从表面上看,这种仿佛时光穿越到了1958年“大跃进”年代的大办美术教育之洪流,似乎具有普及艺术教育、满足社会日益增长的艺术需求之作用;然而,中国艺术事业,却并未因这种集约化养猪场式的艺术教育而得到整体提高。10多年来,无论传统艺术还是当代艺术,都没有出现与这种艺术教育“大跃进”面貌相称的繁荣局面。

本文无意借助此次写作来检讨近20年来中国艺术教育产业化之得失,而只想以由艺术家一了先生在河南嵩山开创的非学院式师徒相承的民间艺术教育道路作为一面镜子,来映照当下以高等美术院校为龙头的艺术教育之种种流弊。

作为早已功成名就的艺术家,一了自身的从艺之路,就是对现代高等艺术教育体制的一个极大讽刺。这个大西北黄土高原的农家子弟,未及成年,便离开父母,沿着九曲黄河往下行走,去找寻艺术与人生真谛了,直到走到了中国文字的发源地与当时的全国书法大省河南方才止步。

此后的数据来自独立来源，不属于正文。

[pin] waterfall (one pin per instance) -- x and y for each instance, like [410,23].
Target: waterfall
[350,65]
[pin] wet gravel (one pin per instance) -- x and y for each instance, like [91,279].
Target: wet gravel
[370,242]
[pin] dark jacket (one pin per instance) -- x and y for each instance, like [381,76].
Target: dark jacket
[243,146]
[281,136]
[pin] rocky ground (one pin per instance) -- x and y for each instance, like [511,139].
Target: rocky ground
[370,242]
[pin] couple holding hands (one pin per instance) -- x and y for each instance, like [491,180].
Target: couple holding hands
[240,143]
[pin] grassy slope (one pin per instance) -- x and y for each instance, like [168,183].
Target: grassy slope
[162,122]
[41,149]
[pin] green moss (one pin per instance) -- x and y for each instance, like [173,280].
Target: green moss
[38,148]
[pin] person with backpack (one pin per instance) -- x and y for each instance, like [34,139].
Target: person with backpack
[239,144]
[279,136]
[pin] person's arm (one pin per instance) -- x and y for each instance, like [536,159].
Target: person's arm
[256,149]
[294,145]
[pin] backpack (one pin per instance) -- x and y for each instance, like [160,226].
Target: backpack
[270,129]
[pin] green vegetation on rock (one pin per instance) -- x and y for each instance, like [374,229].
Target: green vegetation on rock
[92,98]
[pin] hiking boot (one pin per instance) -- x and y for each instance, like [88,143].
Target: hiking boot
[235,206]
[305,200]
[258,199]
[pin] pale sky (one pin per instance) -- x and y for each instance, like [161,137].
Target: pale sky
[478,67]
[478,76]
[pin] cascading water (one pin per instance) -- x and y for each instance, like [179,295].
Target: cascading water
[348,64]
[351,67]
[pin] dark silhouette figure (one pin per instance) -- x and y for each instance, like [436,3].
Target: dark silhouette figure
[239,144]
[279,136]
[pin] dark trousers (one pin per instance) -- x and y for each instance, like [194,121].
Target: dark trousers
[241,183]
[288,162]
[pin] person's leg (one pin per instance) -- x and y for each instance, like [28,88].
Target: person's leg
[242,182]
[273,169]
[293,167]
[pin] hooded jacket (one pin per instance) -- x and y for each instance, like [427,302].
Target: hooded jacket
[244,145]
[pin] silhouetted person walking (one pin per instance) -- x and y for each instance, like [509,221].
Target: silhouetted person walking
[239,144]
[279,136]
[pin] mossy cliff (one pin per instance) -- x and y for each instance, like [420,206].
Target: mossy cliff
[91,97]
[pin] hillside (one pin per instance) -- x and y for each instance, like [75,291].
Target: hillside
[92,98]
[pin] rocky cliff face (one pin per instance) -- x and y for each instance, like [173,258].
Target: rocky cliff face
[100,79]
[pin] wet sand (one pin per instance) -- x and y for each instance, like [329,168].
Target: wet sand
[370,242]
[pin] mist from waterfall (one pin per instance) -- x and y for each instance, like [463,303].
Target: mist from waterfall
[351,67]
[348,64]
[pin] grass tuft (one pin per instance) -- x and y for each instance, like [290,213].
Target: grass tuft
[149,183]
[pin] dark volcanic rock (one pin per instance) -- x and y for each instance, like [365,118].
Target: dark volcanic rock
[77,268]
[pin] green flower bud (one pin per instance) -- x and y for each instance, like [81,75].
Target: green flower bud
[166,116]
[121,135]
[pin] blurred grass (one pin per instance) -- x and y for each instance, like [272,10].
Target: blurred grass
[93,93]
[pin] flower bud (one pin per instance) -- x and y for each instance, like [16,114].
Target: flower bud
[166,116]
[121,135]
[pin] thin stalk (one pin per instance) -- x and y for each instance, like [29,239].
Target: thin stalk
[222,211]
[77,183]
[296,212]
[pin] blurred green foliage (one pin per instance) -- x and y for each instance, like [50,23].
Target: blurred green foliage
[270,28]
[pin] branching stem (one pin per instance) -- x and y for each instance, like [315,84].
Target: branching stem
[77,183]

20多年来,从未接受过任何正统美术教育的一了,凭借着与生俱来的聪慧与对艺术的虔诚,心无旁骛地在郑州一隅埋首汲取源头活水,研习书法艺术与参禅悟道。在我与一了初次谋面的6年前(2009年春),他的各种艺术成就已经名播四海了,其书画作品展不仅在美国、德国、意大利、日本、韩国等国多次获得举办,而且还与日本艺术批评家海上雅臣、韩国艺术批评家金兑庭俩先生结下了深厚友谊。

《无题》 于航 纸本水墨 30cm×40cm

那时的一了,尚在郑州市中心最繁华的德化街一幢商业大厦的顶层创办了“十方艺术馆”,并从事书法创作与艺术传播。在那个被车水马龙团团包围的“孤岛”上,一了终日不舍昼夜地在宣纸上琢磨着如何挣脱人心与艺术的被“囚”之境。彼时,他身边只有一个弟子,和一了一样,这个名叫魏墨的年轻艺术家,也是从遥远的黄土高原上“漂”到郑州来“寻梦”的。2009年的春季,我正是在这里结识一了、魏墨师徒俩的。而一了也正巧从那时起,开始了用水墨形式肆无忌惮制造飞鸟怪兽的艺术探索。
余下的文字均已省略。